AMD, make a 384-bit GPU (like a 4090 24 GB is one), with GDDR7 and put the GDDR7 memory chips on both sides of the PCB (aka VRAM clamshell design). A 1 TB/s, 48 GB VRAM, consumer GPU will be very interesting for hosting LLMs privately and locally. llama.cpp Vulkan build run LLMs just fine, CUDA is not needed for endconsumer AI inferenceing.
QuoteMLID suggests that AMD might not want to lose this advantage by launching an RX 9080 XT with 32 GB of GDDR7 VRAM.
But AI folks want GDDR7 for higher memory bandwidth per same bit bus width. Don't waste the GPU silicon chip by connecting slower GDDR6 memory chips to it.

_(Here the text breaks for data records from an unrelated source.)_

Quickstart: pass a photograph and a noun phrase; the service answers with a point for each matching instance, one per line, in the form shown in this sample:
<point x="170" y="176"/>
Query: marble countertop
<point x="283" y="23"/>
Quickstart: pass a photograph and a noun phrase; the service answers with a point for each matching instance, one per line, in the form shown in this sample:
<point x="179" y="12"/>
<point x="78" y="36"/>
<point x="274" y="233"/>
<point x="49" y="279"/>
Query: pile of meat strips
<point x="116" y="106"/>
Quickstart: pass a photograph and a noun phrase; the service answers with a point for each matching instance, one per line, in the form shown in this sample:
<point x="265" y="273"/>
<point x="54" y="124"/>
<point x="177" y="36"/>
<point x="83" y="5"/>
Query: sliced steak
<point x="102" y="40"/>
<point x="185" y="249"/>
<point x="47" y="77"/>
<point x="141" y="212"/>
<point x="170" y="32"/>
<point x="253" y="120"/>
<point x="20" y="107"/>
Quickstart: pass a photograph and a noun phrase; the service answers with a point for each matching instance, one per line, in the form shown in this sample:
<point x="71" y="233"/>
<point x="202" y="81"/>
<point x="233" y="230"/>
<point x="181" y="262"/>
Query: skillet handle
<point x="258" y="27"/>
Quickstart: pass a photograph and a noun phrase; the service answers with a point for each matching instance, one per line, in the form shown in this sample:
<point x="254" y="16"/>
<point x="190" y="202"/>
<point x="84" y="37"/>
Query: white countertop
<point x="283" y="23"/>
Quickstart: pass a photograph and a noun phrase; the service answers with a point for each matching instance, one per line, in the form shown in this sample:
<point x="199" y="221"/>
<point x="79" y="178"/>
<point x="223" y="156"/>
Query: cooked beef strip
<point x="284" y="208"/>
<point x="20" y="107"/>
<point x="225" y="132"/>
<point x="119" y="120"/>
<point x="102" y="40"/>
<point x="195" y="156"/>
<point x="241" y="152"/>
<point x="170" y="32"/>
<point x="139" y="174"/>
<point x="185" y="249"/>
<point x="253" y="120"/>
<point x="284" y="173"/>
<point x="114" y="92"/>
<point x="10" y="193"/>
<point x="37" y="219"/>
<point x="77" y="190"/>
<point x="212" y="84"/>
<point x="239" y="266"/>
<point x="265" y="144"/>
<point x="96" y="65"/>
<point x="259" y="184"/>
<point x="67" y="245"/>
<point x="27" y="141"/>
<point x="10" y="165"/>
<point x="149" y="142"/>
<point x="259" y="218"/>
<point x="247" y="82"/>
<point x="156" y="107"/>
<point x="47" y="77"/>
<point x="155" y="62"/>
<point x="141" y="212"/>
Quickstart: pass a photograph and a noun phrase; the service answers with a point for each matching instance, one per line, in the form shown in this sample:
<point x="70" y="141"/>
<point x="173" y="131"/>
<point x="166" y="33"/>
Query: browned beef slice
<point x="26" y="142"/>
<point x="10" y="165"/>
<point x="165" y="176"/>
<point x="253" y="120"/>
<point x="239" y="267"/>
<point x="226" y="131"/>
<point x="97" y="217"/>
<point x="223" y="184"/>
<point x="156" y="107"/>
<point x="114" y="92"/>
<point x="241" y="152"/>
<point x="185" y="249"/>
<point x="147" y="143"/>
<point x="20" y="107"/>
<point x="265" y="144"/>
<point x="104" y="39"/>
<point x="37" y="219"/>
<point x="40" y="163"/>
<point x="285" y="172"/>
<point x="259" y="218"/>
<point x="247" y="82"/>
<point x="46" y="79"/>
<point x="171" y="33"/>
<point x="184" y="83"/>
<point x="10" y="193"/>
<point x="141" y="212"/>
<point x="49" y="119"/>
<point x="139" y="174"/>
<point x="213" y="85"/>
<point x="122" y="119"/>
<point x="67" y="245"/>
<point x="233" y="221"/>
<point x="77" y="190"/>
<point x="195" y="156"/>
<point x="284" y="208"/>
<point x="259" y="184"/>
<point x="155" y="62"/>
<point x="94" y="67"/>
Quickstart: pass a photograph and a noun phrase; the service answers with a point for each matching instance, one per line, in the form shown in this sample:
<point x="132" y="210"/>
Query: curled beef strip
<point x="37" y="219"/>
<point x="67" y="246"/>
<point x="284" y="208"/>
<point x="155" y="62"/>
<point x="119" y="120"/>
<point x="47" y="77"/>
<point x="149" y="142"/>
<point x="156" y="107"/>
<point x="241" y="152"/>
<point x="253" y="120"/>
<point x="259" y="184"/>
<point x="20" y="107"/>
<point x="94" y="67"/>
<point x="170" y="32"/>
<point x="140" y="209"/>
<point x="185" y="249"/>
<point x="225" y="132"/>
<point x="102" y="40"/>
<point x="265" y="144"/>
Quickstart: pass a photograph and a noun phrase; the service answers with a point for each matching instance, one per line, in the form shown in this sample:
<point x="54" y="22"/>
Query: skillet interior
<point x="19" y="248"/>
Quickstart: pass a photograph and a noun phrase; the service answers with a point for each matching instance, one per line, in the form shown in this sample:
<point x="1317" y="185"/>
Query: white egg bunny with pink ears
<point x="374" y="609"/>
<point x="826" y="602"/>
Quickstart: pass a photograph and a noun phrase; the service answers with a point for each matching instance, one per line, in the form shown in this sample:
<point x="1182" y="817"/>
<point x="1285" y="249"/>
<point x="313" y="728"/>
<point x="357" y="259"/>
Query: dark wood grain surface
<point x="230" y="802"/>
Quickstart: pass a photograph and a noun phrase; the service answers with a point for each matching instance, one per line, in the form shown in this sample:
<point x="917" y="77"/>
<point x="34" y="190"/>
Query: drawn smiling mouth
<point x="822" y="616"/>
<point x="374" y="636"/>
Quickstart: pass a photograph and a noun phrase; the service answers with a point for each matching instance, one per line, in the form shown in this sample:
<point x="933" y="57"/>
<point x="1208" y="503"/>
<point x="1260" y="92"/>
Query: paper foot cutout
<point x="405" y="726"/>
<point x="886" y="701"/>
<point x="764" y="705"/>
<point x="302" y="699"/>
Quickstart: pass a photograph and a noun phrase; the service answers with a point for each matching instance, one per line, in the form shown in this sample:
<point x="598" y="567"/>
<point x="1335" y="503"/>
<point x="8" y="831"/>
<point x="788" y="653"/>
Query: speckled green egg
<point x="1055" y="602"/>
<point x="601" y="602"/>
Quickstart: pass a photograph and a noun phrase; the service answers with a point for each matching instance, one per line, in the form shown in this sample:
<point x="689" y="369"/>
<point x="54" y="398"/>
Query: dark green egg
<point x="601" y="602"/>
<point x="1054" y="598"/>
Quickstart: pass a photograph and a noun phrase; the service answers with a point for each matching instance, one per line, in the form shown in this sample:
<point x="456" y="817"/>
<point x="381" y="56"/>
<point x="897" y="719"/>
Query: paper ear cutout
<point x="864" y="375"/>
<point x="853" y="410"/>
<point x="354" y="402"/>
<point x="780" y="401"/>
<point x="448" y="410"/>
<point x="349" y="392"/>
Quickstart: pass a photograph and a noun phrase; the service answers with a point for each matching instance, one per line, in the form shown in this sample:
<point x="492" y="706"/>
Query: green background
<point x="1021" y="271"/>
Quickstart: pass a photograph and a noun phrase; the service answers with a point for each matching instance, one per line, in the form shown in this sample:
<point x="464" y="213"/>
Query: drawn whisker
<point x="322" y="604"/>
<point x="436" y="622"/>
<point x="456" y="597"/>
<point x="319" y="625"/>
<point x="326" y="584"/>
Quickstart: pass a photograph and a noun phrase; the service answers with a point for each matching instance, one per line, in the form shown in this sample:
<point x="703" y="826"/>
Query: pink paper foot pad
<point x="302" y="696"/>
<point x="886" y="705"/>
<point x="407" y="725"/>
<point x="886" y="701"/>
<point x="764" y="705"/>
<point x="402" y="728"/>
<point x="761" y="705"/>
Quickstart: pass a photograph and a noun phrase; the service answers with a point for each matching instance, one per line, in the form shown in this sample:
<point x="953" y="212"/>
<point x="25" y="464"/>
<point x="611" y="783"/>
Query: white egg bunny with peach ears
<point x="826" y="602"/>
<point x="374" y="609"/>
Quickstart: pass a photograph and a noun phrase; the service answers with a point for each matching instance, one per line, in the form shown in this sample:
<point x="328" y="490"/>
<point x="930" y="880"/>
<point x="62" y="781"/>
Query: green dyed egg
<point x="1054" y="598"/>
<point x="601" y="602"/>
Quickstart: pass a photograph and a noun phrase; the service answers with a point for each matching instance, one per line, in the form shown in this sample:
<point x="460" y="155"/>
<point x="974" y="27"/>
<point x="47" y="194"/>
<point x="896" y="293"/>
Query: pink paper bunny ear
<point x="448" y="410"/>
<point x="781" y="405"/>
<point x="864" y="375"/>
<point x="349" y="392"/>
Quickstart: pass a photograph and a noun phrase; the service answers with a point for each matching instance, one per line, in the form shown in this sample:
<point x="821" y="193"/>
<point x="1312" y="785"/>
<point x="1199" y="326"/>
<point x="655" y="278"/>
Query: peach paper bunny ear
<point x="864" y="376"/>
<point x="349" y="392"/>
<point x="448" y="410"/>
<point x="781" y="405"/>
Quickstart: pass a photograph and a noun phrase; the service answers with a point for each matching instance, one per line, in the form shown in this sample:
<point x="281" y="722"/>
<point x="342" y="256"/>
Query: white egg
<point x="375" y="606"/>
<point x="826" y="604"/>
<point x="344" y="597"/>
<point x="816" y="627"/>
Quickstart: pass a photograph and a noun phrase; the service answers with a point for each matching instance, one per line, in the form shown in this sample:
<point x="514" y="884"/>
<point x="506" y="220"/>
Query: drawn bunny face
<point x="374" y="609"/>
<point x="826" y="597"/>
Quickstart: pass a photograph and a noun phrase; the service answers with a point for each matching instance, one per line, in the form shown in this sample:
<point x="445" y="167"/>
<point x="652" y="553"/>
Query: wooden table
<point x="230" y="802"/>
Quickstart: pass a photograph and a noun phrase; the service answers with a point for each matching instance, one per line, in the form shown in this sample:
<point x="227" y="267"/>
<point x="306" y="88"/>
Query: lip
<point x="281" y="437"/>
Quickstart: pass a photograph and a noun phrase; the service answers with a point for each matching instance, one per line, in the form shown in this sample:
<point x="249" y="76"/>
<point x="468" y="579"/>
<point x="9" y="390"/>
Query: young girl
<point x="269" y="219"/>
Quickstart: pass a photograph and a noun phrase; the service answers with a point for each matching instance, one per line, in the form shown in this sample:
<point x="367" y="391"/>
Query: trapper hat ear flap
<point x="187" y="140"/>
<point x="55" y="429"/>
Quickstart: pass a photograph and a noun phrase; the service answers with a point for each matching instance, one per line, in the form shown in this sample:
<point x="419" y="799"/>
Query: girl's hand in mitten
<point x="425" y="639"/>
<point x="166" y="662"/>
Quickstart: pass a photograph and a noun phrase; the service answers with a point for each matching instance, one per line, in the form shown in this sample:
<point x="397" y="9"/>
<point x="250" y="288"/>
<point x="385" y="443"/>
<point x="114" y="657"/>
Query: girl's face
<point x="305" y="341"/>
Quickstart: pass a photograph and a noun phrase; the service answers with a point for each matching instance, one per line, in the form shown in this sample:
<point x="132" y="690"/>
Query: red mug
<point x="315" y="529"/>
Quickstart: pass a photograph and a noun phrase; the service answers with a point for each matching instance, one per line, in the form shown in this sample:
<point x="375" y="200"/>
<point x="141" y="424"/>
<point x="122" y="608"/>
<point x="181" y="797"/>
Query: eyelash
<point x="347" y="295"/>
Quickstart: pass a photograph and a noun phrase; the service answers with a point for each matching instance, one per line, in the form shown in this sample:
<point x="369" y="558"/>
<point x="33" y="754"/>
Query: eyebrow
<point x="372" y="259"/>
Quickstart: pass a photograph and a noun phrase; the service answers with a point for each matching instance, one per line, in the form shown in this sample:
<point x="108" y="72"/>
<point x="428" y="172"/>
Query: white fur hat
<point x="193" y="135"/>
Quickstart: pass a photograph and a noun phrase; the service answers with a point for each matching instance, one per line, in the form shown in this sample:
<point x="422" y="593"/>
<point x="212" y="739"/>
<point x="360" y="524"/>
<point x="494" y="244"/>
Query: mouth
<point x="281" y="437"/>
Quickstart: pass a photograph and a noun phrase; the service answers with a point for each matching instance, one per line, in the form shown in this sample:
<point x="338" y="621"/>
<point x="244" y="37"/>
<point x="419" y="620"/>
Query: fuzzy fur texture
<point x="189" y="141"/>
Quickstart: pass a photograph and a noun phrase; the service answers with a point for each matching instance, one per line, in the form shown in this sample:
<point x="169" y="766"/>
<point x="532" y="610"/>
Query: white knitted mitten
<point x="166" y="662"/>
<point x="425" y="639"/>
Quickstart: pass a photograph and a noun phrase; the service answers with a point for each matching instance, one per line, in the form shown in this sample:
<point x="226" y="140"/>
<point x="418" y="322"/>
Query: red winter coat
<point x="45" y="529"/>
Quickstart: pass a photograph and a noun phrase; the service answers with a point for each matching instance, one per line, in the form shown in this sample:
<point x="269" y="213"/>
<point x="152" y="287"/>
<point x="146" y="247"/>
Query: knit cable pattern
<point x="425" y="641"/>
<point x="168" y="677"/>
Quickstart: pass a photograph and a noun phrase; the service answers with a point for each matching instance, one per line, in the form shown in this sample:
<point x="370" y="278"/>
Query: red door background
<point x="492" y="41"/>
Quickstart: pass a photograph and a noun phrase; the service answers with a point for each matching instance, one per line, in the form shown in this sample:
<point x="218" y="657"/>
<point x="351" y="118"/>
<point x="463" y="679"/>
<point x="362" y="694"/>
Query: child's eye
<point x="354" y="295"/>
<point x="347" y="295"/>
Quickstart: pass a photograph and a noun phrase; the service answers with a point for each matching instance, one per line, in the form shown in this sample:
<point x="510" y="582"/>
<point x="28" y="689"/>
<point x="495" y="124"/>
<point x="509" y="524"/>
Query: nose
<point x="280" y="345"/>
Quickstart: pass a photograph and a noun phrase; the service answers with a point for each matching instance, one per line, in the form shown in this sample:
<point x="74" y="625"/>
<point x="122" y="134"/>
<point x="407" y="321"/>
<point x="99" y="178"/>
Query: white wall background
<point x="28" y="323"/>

Is this rumored 32 GB card using a 256-bit GPU chip (= natively 16 GB VRAM) and is doubling the VRAM by using clamshell design? At least the name jump may suggest so? Otherwise it would be called RX 9090 XT. Or is that a native 32 GB card (= uses a 512-bit GPU chip, just like a RTX 5090 one is)?
Quote from: Terror Byte on Today at 08:20:05Specs make no sesne. 32GB would target 5090.
Yes, there is: Running AI/LLMs locally and privately. Also, the obvious thing is that a 5090 exists, people buy it and AMD is losing on those sales.